Recruitment has been mainly conducted online, in the form of spreading the survey link via the following channels:

  • email lists to participants at various HF/E conferences
  • spreading the survey with a short description in specialized interest groups on social media like LinkedIn and Facebook
  • posting the survey link on interest groups' websites (which is dependent on personal contacts)
  • Asking personal contacts for aid with spreading the survey among their peers.

Survey participants were given the option of giving their email address if they were interested in getting follow-ups of the results.

After the survey had been out for about 2 months, we had 61 participants with a skewed over-representation of certain countries, so we decided to try and boost interest in the survey by releasing some descriptive info of the sample to previous participants, e.g. the nationality, gender distribution and represented application areas of the sample (but of course no actual results of the pertinent questions asked). We tried to 'liven this up' by making a short infographic video, which was then emailed to previous survey participants and posted on all the social media groups that were previously approached.

It has so far been an interesting challenge to get participation for the survey in what I can only assume is a general online buzz of distractions and requests for people's attention - in this, our survey may come out of nowhere asking for 10-15 minutes of a HF/E professional's time, meaning that the only apparent motivator for participating in the survey is a genuine willingness to help and an interest in learning what our community says about these issues.

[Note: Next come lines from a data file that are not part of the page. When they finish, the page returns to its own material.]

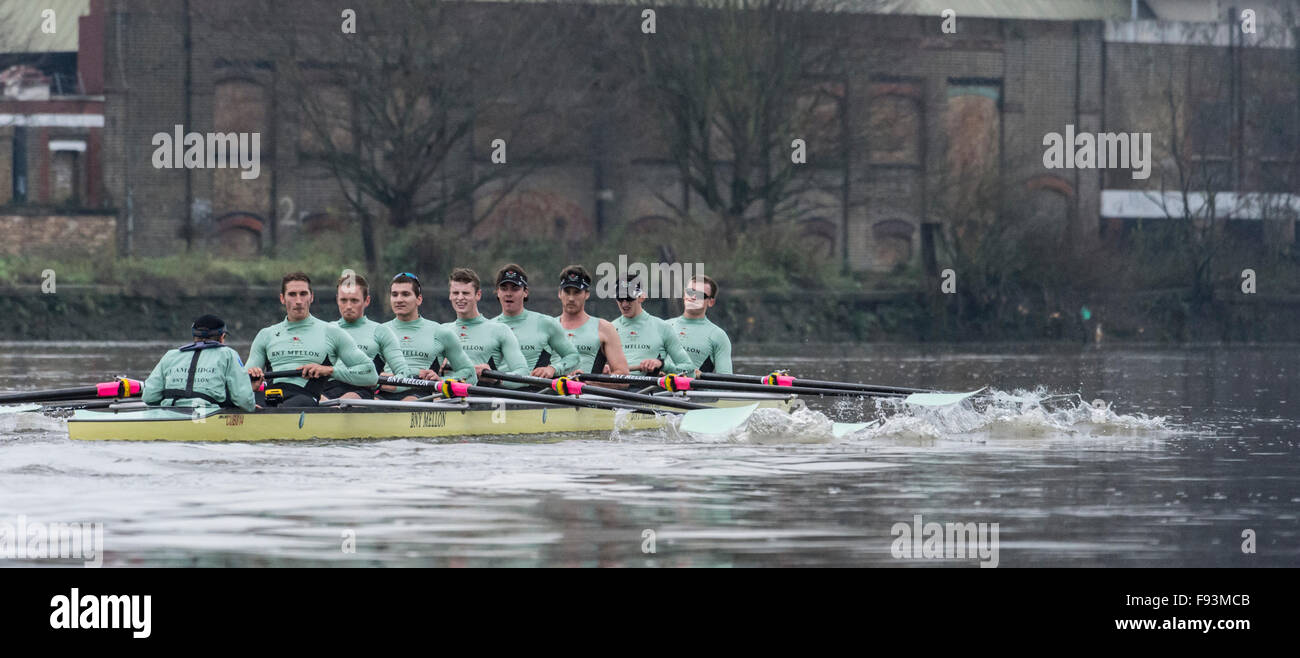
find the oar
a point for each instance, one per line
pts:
(455, 389)
(568, 386)
(64, 405)
(121, 388)
(706, 420)
(779, 379)
(676, 382)
(281, 375)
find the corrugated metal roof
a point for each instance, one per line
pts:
(1027, 9)
(21, 21)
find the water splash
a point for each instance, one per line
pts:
(1021, 414)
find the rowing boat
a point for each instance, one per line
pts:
(350, 419)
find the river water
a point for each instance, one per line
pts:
(1190, 458)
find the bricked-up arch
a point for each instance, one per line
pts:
(818, 237)
(241, 105)
(895, 126)
(893, 241)
(1051, 200)
(239, 234)
(971, 126)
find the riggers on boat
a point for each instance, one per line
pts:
(350, 419)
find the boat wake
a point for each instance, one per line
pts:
(993, 415)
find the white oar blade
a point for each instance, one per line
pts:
(20, 408)
(939, 399)
(843, 429)
(715, 420)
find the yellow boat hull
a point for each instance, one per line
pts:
(332, 423)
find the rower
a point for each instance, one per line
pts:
(489, 345)
(596, 340)
(373, 338)
(649, 342)
(306, 343)
(206, 372)
(540, 336)
(706, 343)
(424, 342)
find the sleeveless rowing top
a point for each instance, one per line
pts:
(586, 341)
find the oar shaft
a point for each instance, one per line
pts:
(521, 395)
(739, 386)
(281, 375)
(109, 389)
(607, 393)
(801, 381)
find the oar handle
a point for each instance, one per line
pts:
(459, 389)
(781, 380)
(676, 382)
(571, 386)
(120, 388)
(281, 375)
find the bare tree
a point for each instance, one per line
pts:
(408, 112)
(733, 83)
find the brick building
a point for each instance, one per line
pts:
(51, 128)
(915, 98)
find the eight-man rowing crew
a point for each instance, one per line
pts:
(346, 358)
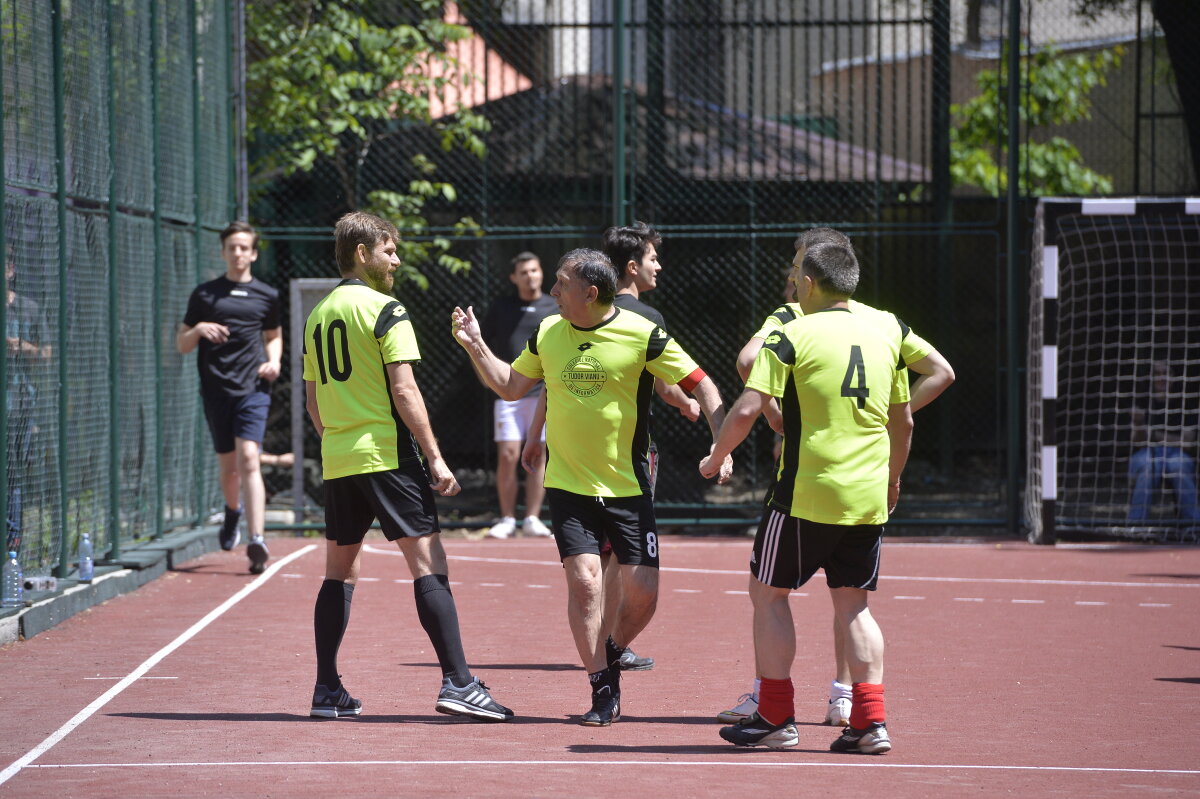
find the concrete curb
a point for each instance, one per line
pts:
(136, 568)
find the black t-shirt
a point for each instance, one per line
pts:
(510, 322)
(231, 370)
(630, 302)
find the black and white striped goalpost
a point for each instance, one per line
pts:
(1074, 223)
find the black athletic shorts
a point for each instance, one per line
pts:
(233, 418)
(583, 524)
(787, 551)
(401, 499)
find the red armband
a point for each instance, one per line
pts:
(690, 382)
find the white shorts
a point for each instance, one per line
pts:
(513, 419)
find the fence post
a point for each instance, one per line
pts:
(61, 180)
(618, 112)
(1011, 281)
(114, 314)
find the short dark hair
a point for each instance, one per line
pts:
(240, 227)
(522, 257)
(625, 244)
(359, 228)
(834, 269)
(594, 269)
(814, 236)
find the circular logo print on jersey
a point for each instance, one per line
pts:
(583, 376)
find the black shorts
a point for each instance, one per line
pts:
(232, 418)
(583, 524)
(787, 551)
(401, 499)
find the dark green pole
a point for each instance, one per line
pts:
(618, 113)
(1011, 264)
(4, 323)
(114, 317)
(60, 158)
(943, 208)
(198, 239)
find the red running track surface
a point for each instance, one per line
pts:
(1012, 670)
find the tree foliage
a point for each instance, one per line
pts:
(1056, 94)
(329, 82)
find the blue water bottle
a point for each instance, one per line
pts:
(12, 592)
(87, 565)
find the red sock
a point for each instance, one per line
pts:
(777, 701)
(868, 704)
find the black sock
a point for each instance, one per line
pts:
(612, 653)
(605, 678)
(329, 619)
(438, 616)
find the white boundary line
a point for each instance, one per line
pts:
(743, 572)
(738, 762)
(150, 662)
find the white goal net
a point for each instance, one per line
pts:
(1114, 370)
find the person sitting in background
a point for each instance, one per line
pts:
(1163, 427)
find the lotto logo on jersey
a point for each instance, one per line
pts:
(585, 376)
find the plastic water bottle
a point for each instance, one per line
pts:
(12, 593)
(87, 565)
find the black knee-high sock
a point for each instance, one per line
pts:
(439, 617)
(329, 620)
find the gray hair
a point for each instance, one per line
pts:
(833, 268)
(594, 269)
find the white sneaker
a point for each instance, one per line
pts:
(503, 529)
(533, 526)
(747, 706)
(838, 715)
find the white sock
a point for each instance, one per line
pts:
(840, 691)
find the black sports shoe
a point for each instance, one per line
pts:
(629, 661)
(331, 704)
(605, 708)
(873, 740)
(258, 554)
(229, 530)
(756, 731)
(472, 701)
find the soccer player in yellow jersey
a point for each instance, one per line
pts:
(359, 352)
(846, 433)
(935, 374)
(598, 364)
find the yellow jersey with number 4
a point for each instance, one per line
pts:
(835, 376)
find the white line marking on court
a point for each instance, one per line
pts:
(148, 664)
(743, 572)
(739, 762)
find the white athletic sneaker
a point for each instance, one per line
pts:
(838, 715)
(503, 529)
(747, 706)
(533, 526)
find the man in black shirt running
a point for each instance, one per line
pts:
(234, 320)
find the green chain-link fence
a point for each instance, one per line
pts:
(731, 126)
(118, 168)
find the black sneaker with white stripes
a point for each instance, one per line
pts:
(756, 731)
(331, 704)
(472, 701)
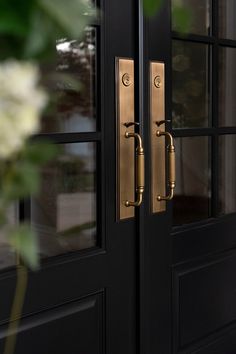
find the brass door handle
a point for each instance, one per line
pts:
(139, 170)
(171, 154)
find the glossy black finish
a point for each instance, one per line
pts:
(85, 302)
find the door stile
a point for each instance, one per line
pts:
(142, 259)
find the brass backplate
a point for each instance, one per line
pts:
(125, 147)
(157, 104)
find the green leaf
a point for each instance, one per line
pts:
(72, 18)
(14, 16)
(151, 7)
(182, 18)
(25, 243)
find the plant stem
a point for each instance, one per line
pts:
(17, 307)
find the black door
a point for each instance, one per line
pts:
(198, 228)
(161, 280)
(83, 299)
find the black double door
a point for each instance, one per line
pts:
(158, 282)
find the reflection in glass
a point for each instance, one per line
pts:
(200, 11)
(7, 255)
(64, 214)
(192, 194)
(227, 174)
(72, 87)
(227, 87)
(227, 19)
(190, 95)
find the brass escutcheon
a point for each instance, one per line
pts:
(157, 81)
(126, 79)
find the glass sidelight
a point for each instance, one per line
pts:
(64, 213)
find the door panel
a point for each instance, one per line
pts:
(78, 326)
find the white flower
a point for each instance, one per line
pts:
(21, 104)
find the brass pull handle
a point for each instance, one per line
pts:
(139, 170)
(171, 153)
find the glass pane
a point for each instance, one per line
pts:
(227, 87)
(227, 185)
(192, 194)
(64, 215)
(200, 11)
(74, 98)
(227, 19)
(7, 256)
(191, 84)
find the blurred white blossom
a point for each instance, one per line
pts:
(21, 104)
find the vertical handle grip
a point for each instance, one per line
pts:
(171, 159)
(140, 166)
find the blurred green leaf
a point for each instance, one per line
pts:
(15, 16)
(25, 243)
(182, 18)
(73, 18)
(151, 6)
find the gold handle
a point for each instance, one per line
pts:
(139, 170)
(171, 153)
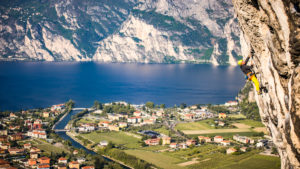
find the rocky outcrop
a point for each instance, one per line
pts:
(147, 31)
(271, 29)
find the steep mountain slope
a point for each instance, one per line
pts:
(167, 31)
(271, 29)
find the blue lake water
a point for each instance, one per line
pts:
(26, 85)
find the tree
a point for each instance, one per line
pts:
(160, 141)
(98, 105)
(182, 105)
(150, 105)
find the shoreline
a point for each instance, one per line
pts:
(106, 156)
(53, 127)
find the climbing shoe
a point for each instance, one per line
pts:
(264, 89)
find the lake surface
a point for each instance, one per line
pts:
(26, 85)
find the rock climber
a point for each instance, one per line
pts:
(250, 75)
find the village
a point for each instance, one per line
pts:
(28, 136)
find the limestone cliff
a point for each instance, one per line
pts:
(271, 29)
(159, 31)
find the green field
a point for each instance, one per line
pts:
(251, 123)
(208, 156)
(257, 161)
(159, 159)
(237, 116)
(200, 125)
(119, 138)
(249, 160)
(226, 135)
(162, 130)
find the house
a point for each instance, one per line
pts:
(14, 127)
(2, 151)
(173, 145)
(201, 139)
(183, 145)
(75, 152)
(104, 123)
(132, 120)
(243, 139)
(46, 114)
(27, 146)
(218, 139)
(207, 139)
(44, 160)
(113, 128)
(61, 166)
(5, 146)
(243, 149)
(113, 117)
(221, 123)
(43, 166)
(74, 165)
(97, 112)
(3, 138)
(57, 107)
(62, 160)
(12, 115)
(160, 113)
(191, 142)
(259, 144)
(149, 121)
(166, 140)
(80, 160)
(37, 133)
(225, 143)
(37, 124)
(231, 103)
(152, 142)
(34, 155)
(34, 150)
(15, 151)
(189, 116)
(3, 132)
(122, 124)
(138, 119)
(137, 113)
(103, 143)
(32, 162)
(222, 115)
(231, 150)
(16, 137)
(88, 167)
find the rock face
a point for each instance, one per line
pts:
(271, 29)
(163, 31)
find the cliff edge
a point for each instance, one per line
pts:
(271, 29)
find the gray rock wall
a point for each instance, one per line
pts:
(271, 29)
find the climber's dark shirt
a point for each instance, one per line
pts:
(245, 68)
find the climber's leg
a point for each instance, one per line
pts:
(256, 83)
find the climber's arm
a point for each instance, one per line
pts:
(247, 59)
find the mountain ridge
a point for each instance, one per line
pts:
(185, 32)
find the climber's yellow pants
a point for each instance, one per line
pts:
(255, 81)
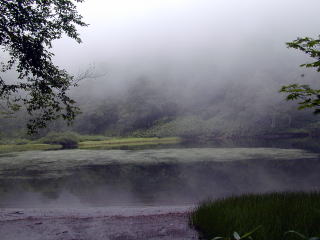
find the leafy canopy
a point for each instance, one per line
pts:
(27, 29)
(309, 98)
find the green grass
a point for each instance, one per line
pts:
(27, 147)
(127, 142)
(94, 143)
(277, 213)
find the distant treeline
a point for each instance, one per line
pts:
(150, 109)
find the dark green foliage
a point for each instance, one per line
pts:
(27, 29)
(66, 139)
(308, 97)
(277, 213)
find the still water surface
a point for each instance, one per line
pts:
(171, 175)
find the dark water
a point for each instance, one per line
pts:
(171, 175)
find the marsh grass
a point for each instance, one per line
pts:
(277, 213)
(115, 142)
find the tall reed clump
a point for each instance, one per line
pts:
(276, 213)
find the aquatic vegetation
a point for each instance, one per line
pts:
(277, 213)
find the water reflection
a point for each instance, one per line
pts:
(158, 182)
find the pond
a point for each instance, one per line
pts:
(171, 175)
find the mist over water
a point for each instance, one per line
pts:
(151, 177)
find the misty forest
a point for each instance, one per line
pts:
(159, 119)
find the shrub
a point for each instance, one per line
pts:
(277, 213)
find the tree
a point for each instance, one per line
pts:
(308, 97)
(27, 30)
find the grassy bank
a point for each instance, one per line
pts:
(118, 142)
(86, 143)
(276, 213)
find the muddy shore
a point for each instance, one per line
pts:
(112, 223)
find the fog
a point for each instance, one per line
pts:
(222, 60)
(163, 36)
(194, 43)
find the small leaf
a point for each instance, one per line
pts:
(236, 236)
(296, 233)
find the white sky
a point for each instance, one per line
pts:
(123, 31)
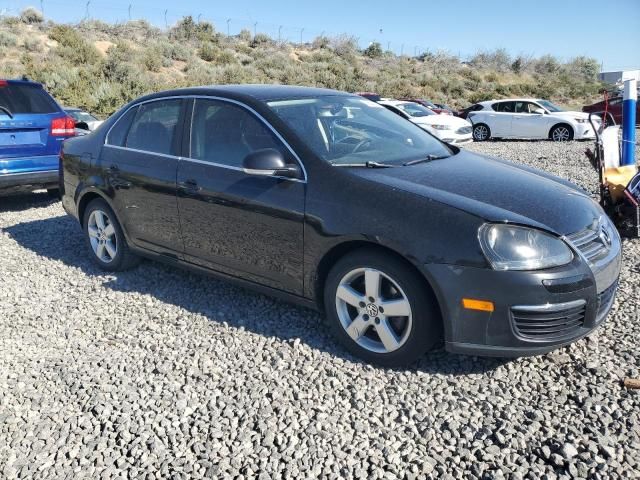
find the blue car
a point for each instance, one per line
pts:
(32, 129)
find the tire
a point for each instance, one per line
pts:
(106, 242)
(561, 133)
(361, 324)
(481, 132)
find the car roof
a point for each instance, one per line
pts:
(260, 92)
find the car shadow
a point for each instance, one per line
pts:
(210, 297)
(19, 202)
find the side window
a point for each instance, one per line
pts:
(225, 133)
(118, 133)
(154, 128)
(504, 107)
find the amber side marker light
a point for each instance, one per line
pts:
(473, 304)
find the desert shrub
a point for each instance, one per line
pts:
(208, 52)
(32, 44)
(31, 16)
(73, 47)
(8, 39)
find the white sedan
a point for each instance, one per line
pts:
(449, 129)
(531, 119)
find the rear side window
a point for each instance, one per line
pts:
(505, 107)
(118, 133)
(24, 98)
(154, 127)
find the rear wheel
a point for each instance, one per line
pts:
(481, 132)
(381, 309)
(105, 239)
(561, 133)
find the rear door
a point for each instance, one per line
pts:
(501, 118)
(526, 123)
(140, 160)
(244, 225)
(28, 116)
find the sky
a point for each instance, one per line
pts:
(607, 30)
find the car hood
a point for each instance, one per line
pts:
(454, 122)
(495, 190)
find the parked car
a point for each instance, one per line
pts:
(464, 113)
(452, 130)
(330, 200)
(529, 118)
(614, 107)
(32, 128)
(426, 103)
(83, 118)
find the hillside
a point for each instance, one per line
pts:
(101, 66)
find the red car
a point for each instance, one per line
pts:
(429, 105)
(615, 108)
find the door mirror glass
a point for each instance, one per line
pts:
(268, 162)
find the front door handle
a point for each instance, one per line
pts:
(189, 187)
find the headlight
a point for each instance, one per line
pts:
(511, 247)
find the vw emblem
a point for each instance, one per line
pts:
(372, 310)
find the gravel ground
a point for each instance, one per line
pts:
(159, 373)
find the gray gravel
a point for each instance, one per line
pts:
(159, 373)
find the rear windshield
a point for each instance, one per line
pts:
(26, 99)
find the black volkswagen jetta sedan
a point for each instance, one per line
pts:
(330, 200)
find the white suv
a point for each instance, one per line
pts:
(529, 118)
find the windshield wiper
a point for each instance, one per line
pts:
(368, 164)
(7, 111)
(428, 158)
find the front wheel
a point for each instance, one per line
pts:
(561, 133)
(105, 239)
(381, 309)
(481, 132)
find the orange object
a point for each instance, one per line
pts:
(473, 304)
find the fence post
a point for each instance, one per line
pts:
(629, 121)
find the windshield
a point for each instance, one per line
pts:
(80, 116)
(552, 107)
(415, 110)
(351, 130)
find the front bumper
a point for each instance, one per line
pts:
(534, 312)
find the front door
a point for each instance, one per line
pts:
(141, 161)
(527, 123)
(244, 225)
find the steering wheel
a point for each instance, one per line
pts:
(351, 140)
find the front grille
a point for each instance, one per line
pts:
(545, 323)
(605, 300)
(594, 242)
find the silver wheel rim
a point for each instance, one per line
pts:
(102, 236)
(373, 310)
(561, 134)
(480, 132)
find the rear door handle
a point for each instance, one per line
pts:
(189, 187)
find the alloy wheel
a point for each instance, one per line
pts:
(480, 133)
(102, 236)
(373, 310)
(561, 134)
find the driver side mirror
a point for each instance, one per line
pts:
(269, 162)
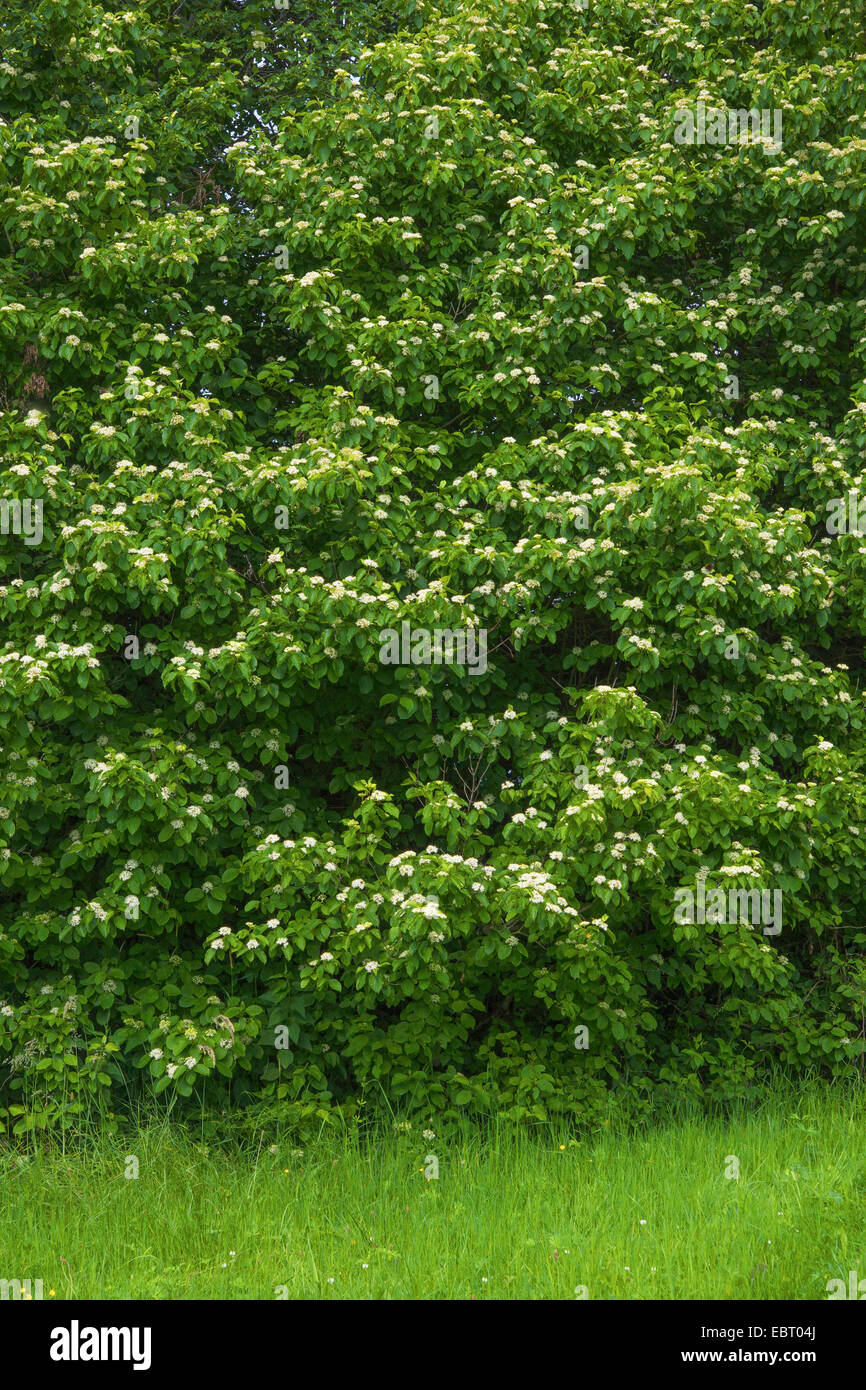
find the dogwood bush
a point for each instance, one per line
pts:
(428, 317)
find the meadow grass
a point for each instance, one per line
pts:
(626, 1214)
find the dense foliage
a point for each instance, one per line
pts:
(313, 325)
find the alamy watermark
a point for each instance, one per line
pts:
(713, 906)
(434, 647)
(722, 125)
(21, 519)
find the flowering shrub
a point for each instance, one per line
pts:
(448, 331)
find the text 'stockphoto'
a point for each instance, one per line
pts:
(433, 673)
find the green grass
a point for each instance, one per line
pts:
(628, 1215)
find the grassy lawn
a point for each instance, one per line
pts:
(627, 1215)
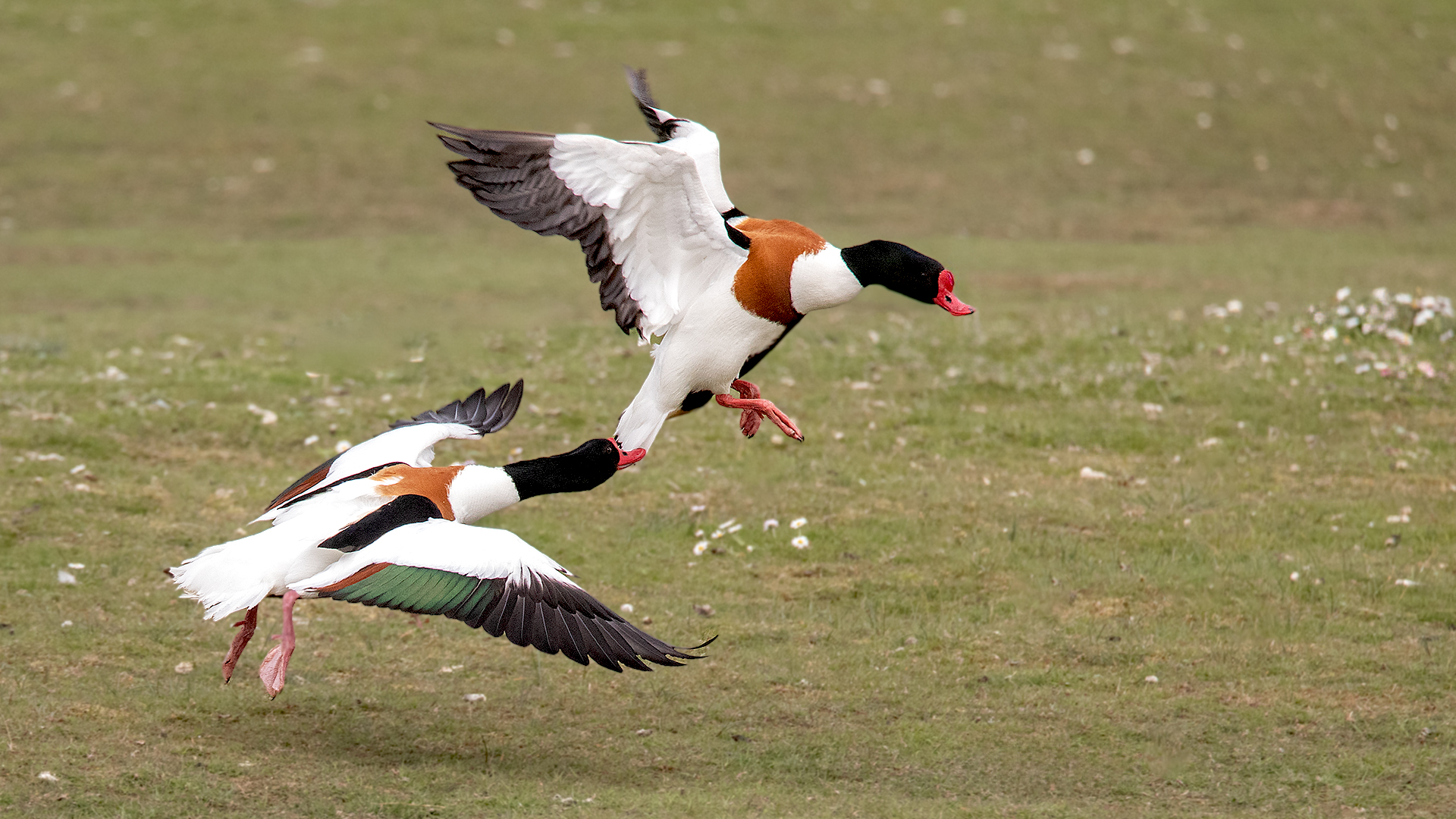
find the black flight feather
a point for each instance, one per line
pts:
(479, 411)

Since the recruitment approach could be best described as "snowball recrutiment", where we have a purposive sample and hope for participants and contacts to spread the message onward, we cannot say (other than an educated guess) how many potential respondents we reached (because there is no guarantee that every single person logging in to social media forums actually sees the posting, due to e.g. news filtering functions in LinkedIn) compared to how many actually answered.

Has anyone else faced similar recruitment challenges regarding creation of interest, increasing the outreach and keeping the sample representative; and if so, what are your thoughts?